For those who don’t know what Stratego is (including me), it is basically a little boy’s war game of capture the flag. Also known as the geekiest game ever invented. Yep, ever avid dungeons and dragons enthusiasts refer to Stratego players as lesser beings. I thought it was an interesting choice if you were trying to impress a girl.

I didn’t know how to play, but after five minutes of reading the instructions (in a beer soaked bar none-the-less), I figured out it was simple game of capture the flag. He spent two minutes in deep thought for every move like it was an elaborate chess match. I frankly didn’t give a shit and just moved my pieces around at will. After what felt like a hour, he slumped back in his stool and said “crap, I’m out of players…looks like I loose”. Hell yeah! I totally kicked his nerdy ass!

We went back to the game wall and I made the selection since it was my turn. I picked out Guess Who which is rated for 3 year olds. He was new to the game and couldn’t grasp the thought that you are trying to narrow down the selection based on physical appearances. He would ask “is your person wearing a hat”, and when I would affirm the question he would eliminate all the hat people. Um…idiot, a three year old would understand it.

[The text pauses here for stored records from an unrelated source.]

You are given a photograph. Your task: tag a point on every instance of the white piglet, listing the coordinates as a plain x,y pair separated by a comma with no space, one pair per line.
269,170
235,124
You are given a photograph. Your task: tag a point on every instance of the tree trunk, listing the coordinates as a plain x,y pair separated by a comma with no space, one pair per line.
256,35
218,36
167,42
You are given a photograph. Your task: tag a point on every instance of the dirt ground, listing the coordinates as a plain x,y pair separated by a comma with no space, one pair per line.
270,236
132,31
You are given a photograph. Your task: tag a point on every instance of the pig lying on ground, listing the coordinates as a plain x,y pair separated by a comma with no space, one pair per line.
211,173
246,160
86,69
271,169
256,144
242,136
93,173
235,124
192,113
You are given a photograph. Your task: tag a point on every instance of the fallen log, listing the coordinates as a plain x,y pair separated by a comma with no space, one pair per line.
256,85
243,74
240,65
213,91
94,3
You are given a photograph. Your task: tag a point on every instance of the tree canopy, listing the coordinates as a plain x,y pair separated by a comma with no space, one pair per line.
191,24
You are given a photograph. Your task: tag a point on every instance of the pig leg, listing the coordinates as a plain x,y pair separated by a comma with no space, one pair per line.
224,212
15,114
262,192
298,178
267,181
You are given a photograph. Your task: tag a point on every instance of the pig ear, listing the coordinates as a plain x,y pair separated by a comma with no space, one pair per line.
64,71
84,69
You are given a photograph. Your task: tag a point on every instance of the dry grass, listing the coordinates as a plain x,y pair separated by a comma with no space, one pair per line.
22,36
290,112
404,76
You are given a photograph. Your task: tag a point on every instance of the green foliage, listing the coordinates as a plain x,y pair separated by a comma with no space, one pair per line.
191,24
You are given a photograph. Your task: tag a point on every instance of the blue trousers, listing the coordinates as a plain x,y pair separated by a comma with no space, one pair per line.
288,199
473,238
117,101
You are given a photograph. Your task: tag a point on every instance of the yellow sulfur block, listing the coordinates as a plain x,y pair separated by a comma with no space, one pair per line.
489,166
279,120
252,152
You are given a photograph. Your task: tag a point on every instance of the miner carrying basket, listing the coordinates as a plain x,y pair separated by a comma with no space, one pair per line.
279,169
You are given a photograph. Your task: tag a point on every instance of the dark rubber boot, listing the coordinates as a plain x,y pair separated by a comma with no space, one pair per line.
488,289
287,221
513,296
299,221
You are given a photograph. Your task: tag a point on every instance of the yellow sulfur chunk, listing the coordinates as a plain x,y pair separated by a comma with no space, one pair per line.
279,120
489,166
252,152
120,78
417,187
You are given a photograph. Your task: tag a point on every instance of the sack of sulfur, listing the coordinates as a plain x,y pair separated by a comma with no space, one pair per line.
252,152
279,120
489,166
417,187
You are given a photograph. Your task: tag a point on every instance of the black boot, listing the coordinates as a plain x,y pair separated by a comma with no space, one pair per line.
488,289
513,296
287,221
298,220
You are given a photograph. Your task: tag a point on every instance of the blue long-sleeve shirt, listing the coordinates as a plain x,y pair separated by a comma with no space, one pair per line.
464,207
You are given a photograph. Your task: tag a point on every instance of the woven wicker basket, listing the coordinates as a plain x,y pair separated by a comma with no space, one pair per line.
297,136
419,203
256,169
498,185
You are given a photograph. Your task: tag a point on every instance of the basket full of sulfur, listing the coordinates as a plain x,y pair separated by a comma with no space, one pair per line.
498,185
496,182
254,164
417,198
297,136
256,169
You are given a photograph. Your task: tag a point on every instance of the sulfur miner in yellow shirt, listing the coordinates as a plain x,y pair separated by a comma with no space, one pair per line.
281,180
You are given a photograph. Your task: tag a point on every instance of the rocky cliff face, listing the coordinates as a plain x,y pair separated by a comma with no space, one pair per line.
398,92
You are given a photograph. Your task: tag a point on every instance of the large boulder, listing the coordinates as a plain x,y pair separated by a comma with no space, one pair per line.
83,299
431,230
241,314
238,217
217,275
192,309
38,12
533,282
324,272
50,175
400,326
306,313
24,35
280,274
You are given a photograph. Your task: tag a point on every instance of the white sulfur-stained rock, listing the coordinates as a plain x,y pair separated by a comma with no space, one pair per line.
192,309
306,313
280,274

After ten painful minutes of him screwing up, we again revisited the game wall. I wanted to find some game extremely easy because he is obviously not applying to Mensa any time soon. Ah ha, trivial pursuit the Movie Edition. He confessed that he likes movies…this should work right.

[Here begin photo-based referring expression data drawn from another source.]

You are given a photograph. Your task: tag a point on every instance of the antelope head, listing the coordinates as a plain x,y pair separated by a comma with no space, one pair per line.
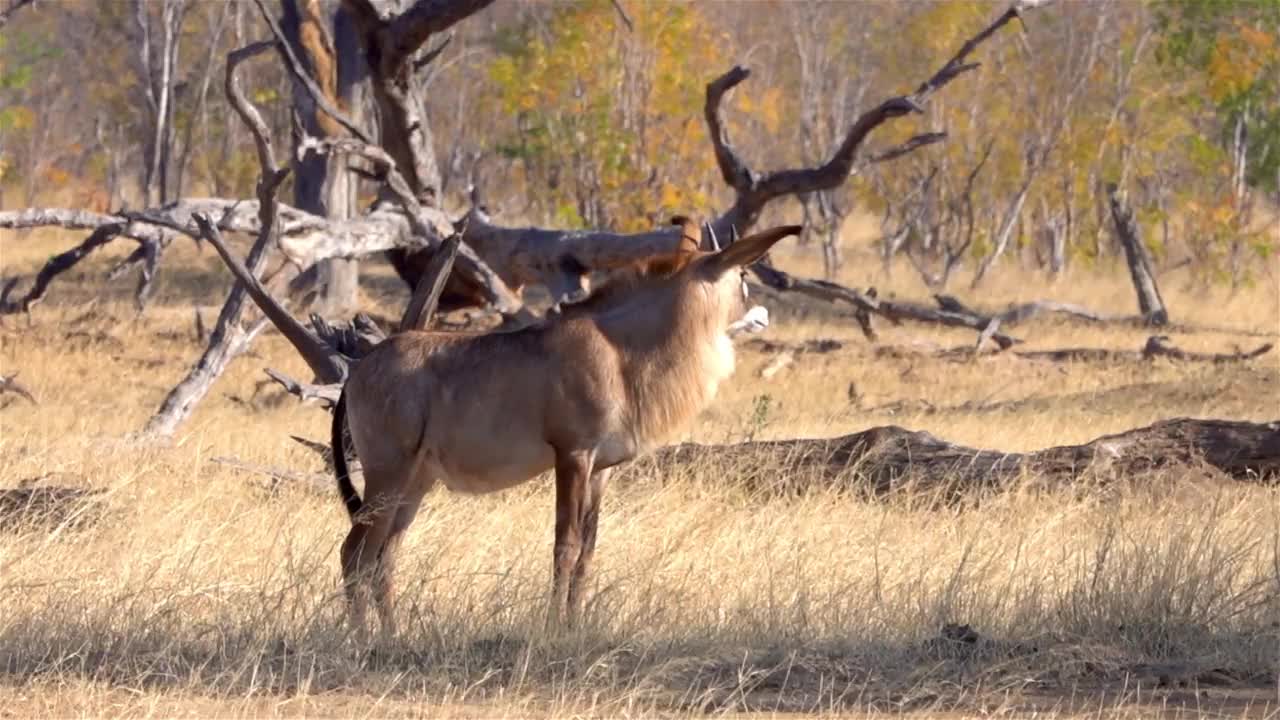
723,270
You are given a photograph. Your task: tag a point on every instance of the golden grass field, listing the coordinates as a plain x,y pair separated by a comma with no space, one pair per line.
193,588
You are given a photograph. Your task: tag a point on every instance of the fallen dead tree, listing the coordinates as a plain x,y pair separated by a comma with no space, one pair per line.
1156,346
886,459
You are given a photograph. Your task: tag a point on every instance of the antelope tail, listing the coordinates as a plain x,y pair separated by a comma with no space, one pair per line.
350,497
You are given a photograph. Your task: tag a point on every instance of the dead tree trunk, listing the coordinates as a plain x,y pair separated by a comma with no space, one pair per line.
882,460
321,183
231,337
1150,304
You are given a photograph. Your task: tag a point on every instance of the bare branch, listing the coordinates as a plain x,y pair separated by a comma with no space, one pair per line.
426,295
403,35
430,224
909,146
229,338
304,77
892,310
325,393
327,364
754,191
59,264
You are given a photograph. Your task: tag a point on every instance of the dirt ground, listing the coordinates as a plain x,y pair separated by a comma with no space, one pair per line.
178,579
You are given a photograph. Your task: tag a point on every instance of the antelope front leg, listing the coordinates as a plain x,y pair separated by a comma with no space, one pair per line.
572,477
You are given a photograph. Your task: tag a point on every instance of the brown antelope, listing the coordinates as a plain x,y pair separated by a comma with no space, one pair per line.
579,393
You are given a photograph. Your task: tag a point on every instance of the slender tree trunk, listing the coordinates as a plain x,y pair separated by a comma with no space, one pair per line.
321,182
1150,302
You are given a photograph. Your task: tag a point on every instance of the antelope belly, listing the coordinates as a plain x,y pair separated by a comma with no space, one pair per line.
493,468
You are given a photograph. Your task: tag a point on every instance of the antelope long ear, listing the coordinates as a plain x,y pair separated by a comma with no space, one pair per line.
691,240
750,249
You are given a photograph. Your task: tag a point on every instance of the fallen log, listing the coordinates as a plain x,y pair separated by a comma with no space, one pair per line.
890,459
1156,346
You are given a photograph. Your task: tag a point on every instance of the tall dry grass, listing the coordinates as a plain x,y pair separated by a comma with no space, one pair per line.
187,586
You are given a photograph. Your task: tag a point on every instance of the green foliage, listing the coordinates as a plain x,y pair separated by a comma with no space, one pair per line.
607,124
1229,53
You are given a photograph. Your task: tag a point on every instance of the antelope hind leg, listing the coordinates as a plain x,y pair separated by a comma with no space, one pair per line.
590,520
572,478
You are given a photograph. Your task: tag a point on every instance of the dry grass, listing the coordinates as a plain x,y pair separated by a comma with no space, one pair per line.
190,587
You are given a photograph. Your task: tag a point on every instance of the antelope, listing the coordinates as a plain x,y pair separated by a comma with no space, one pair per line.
585,391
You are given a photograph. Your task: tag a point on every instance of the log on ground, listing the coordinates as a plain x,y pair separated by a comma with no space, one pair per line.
886,459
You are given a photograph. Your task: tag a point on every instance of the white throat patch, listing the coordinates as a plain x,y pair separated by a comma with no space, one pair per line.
755,320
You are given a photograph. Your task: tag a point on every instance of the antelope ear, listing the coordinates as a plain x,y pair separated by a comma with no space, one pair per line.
749,249
691,235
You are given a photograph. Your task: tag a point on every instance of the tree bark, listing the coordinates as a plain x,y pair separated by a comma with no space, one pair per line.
231,337
882,460
321,182
1150,304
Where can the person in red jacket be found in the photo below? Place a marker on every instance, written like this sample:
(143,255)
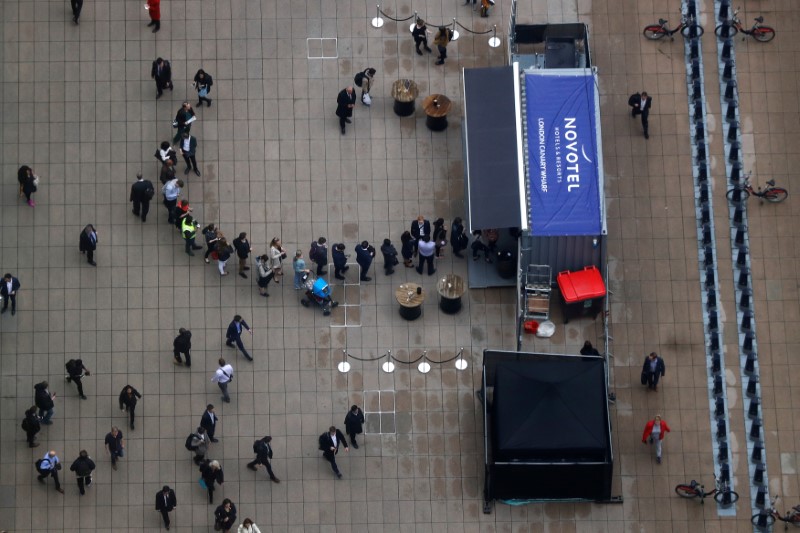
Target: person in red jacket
(654,432)
(154,9)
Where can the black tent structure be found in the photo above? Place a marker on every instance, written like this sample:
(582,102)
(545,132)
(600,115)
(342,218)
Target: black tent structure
(547,430)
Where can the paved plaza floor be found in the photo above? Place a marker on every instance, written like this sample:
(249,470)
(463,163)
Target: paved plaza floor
(79,107)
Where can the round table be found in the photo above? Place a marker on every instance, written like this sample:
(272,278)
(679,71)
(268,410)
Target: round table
(436,106)
(450,288)
(410,297)
(404,93)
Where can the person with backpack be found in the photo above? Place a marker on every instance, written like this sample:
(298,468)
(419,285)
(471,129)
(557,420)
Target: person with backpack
(141,193)
(75,371)
(49,466)
(364,80)
(198,443)
(31,426)
(263,452)
(83,467)
(319,254)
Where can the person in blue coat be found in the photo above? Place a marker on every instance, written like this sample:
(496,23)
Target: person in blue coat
(234,334)
(364,255)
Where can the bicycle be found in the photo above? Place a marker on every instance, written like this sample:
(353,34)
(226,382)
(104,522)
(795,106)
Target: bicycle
(760,33)
(771,193)
(767,517)
(721,493)
(688,28)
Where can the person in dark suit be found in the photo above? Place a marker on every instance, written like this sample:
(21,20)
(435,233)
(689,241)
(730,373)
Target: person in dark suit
(8,291)
(263,453)
(182,345)
(83,467)
(419,228)
(345,103)
(329,443)
(354,424)
(165,503)
(209,422)
(364,255)
(75,372)
(162,73)
(88,243)
(234,334)
(141,193)
(653,369)
(127,401)
(640,105)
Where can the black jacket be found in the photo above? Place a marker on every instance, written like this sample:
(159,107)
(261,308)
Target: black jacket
(43,397)
(167,503)
(82,466)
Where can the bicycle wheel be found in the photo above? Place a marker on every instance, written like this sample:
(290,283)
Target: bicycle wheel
(726,30)
(775,195)
(763,34)
(654,32)
(686,491)
(692,30)
(720,496)
(745,193)
(762,520)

Well he was 0-3. Seriously. He landed on the “classic movies” category and here was the question: what movie follows a girl from Kansas and her dog as they are transported by a tornado to a magical land? He was all “umm…classic movie…magical land…must be science fiction…maybe planet of the apes…or I know, Space Odyssey”. Ah ha ha ha sigh.

I ended the night at 9:30pm (after 90 grueling minutes of board games) because I had to get up early for brunch the next day. He wondered why I had to go to sleep so early because brunch usually isn’t until 11am or noon. I blurted out “oh…we are meeting at 8am” which is a lie. I then told him not to expect a kiss because I don’t do that on the first date (lie, lie, lie). At least I don’t think I gave him any false hopes for a second date.